# The US version of CMF



## supperfly17 (Apr 18, 2012)

What are some forums from the US that are similar to CMF?


----------



## humble_pie (Jun 7, 2009)

supperfly17 said:


> What are some forums from the US that are similar to CMF?


none afaik


----------



## andrewf (Mar 1, 2010)

Bogleheads?


----------



## MoneyGal (Apr 24, 2009)

Bogleheads is AMAZING.


----------



## leoc2 (Dec 28, 2010)

I too read this forum regularly. CC I hope it's ok to post link?
http://www.bogleheads.org/forum


----------



## CanadianCapitalist (Mar 31, 2009)

leoc2 said:


> I too read this forum regularly. CC I hope it's ok to post link?
> http://www.bogleheads.org/forum


Sure.
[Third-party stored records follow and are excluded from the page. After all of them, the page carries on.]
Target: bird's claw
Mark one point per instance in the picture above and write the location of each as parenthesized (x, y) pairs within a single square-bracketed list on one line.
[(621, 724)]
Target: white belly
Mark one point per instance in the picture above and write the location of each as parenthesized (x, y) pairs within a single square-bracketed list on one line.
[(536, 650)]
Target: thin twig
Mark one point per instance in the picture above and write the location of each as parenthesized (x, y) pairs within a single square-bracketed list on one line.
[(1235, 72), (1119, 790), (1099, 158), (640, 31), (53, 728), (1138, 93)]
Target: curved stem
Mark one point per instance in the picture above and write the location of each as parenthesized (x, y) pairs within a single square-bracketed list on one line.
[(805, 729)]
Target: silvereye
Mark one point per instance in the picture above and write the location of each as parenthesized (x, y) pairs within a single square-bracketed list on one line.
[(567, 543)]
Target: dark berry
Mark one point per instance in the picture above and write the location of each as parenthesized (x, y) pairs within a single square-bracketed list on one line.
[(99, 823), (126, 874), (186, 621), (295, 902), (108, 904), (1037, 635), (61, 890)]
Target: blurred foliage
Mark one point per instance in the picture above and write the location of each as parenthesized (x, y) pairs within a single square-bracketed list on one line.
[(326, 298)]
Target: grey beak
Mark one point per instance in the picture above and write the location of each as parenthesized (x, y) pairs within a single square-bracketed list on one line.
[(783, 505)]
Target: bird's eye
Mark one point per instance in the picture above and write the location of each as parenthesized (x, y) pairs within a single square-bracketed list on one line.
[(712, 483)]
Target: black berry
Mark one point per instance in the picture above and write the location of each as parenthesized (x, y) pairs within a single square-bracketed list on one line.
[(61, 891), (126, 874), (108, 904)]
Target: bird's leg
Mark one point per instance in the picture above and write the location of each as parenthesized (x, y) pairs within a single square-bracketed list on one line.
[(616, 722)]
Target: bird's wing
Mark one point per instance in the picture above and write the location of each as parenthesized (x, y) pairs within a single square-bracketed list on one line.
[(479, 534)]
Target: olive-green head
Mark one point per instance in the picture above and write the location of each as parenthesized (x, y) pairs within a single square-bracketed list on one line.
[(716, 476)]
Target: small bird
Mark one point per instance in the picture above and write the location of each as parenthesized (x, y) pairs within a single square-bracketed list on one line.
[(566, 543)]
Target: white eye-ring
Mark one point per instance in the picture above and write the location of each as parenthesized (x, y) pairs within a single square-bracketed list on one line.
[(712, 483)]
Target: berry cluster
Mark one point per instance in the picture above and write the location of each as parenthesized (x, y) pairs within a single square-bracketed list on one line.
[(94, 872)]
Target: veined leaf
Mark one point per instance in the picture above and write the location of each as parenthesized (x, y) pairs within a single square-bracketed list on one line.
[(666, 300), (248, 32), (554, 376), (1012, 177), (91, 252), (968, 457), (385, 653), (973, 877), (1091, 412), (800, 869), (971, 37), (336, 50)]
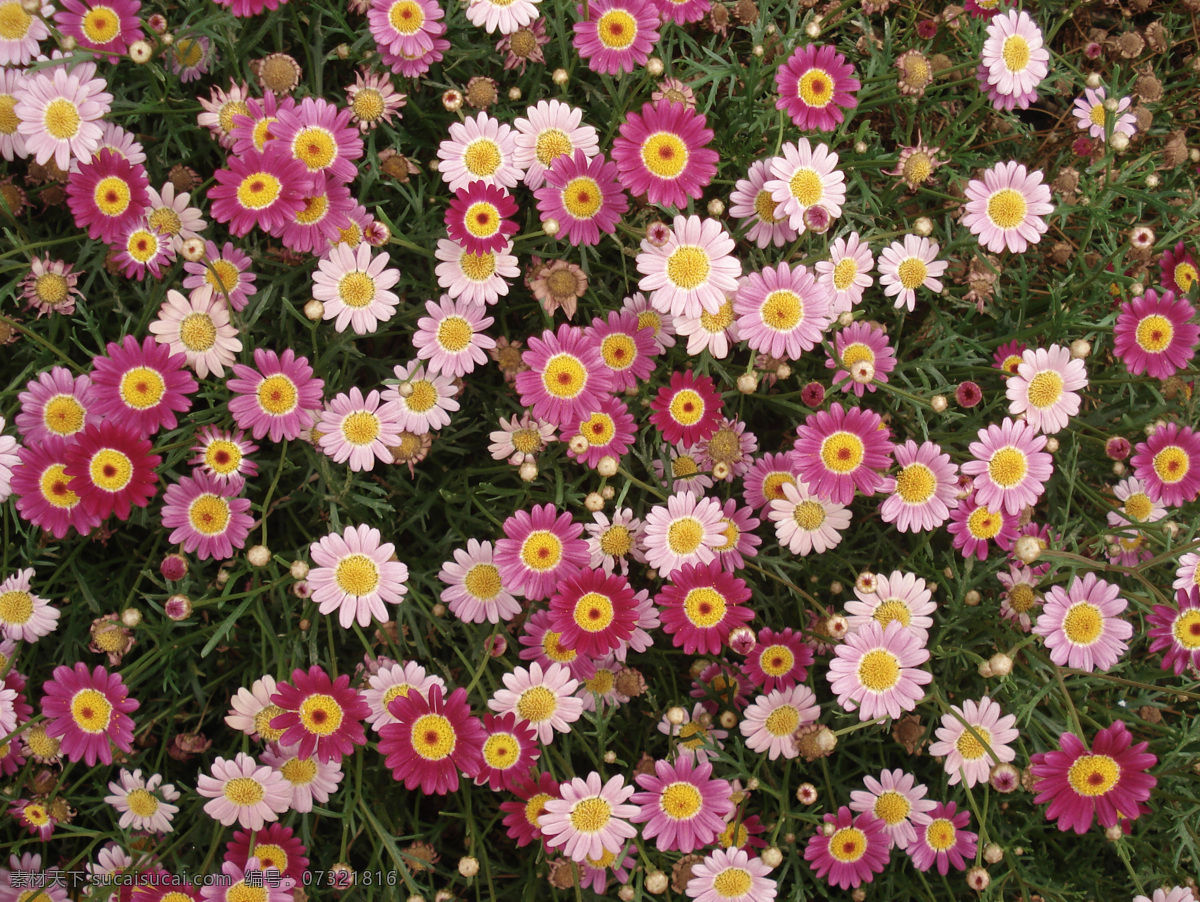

Why not?


----------



## supperfly17 (Apr 18, 2012)

Thanks will check it out


----------



## nakedput (Jan 2, 2013)

are there any other forums that are a wealth of info (canadian based) similar to this one?


----------



## uptoolate (Oct 9, 2011)

the Financial Webring Forum. http://www.financialwebring.org/forum/


----------



## Sherlock (Apr 18, 2010)

http://www.getrichslowly.org/forum/


----------